I grew up in a Christian family – surprise, surprise! Praise the Lord for wonderful parents who take you to Sunday school and teach you all the Bible stories… but I had to grow up, I had to face the world alone, and I had to learn how to deal with pain. As a kid, you get bullied, as a teenager you think you’re able to make all the right decisions in your life, including relationships; you think you don’t need God, and I chose to stray away. He became an extra prop in my life, and I threw myself in relationships I knew wouldn’t benefit me. Again, and again my heart was broken and hurt, I was in an emotional rut, but I thought I would be able to heal myself and with time. The truth is time only helps you bury the pain, not heal it.
As I began my university studies, I entered one of the loneliest seasons I’ve had. I couldn’t handle the stress and I was only going to Church because I had to. My closest friends (who don’t even know about this story), were all busy with THEIR studies and we barely saw each other. I had tried to run away from God by avoiding all the Christian clubs on campus. I took a semester break and spent my days at home doing absolutely nothing. I isolated myself. I remember waking up on most days and feeling a weight of extreme sadness on me – the days I would ask God, “where are You?”, and hated life. I was comparing myself to my family and friends, for not being as smart or as pretty – it was a downward spiral.
I knew God, but not personally; I knew something needed to change, and I thought, maybe I should give Jesus another go – and that was how I planted myself in my current church. I was looking at the Church’s Instagram when I saw a comment made by a small group on a photo, and it was so unlike me – but I sent them a message. You could say the rest is history because I ended up attending my first church conference and camp that year.
If you haven’t been to a church camp before, I can honestly say it will be a defining moment of your life – well, at least it was for me. Things haven’t really changed at that point for me personally but coming into camp was something else. I stood in a worship session, filled with unresolved brokenness that I had suppressed, and there was this song with the lyrics “You call me beautiful…”. I just clung onto those words so desperately, then God spoke to me – saying He was going to remove every bit of hurt and insecurity in me. Every time I look back at that moment, I know I’m not the same person that I was then, and I couldn’t have done it without Jesus. I could never have made myself better, I could never have made myself secure, it was all supernatural because of the love and power of Jesus.

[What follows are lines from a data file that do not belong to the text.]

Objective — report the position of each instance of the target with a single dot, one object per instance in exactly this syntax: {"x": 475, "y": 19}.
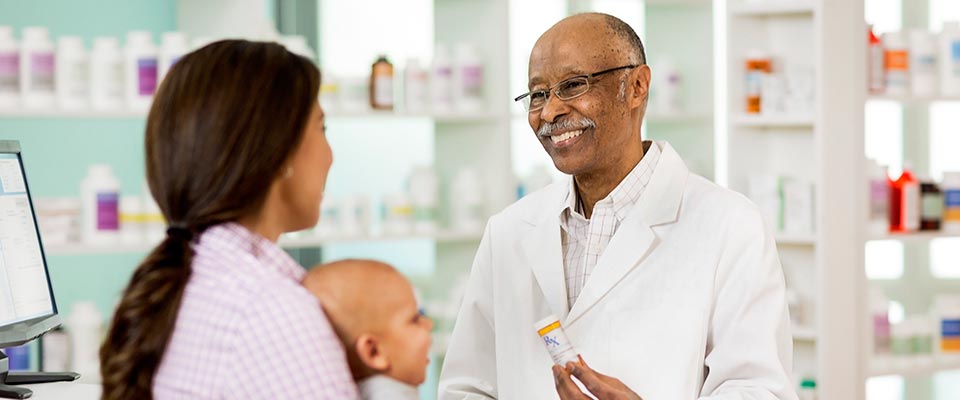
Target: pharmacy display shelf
{"x": 677, "y": 2}
{"x": 772, "y": 121}
{"x": 677, "y": 118}
{"x": 911, "y": 99}
{"x": 772, "y": 8}
{"x": 307, "y": 241}
{"x": 915, "y": 236}
{"x": 443, "y": 117}
{"x": 287, "y": 242}
{"x": 912, "y": 365}
{"x": 804, "y": 334}
{"x": 796, "y": 239}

I have given up one entire year as a sacrifice to God by doing Bible College, only because He first gave up everything for me; now all that I get to do for Him is a privilege. No, I’m not perfect all the time but I really want to give Him my best every moment. Representing Zion’s Hill and wearing the shirt is really more than just wearing clothes, but an opportunity to glorify the Him.
“What you wear shows who you belong to” – that couldn’t be truer. Who do you belong to? Is it the One who gave up His life for you, created you, and chose you? God chose me, so everything that is me belongs to Him.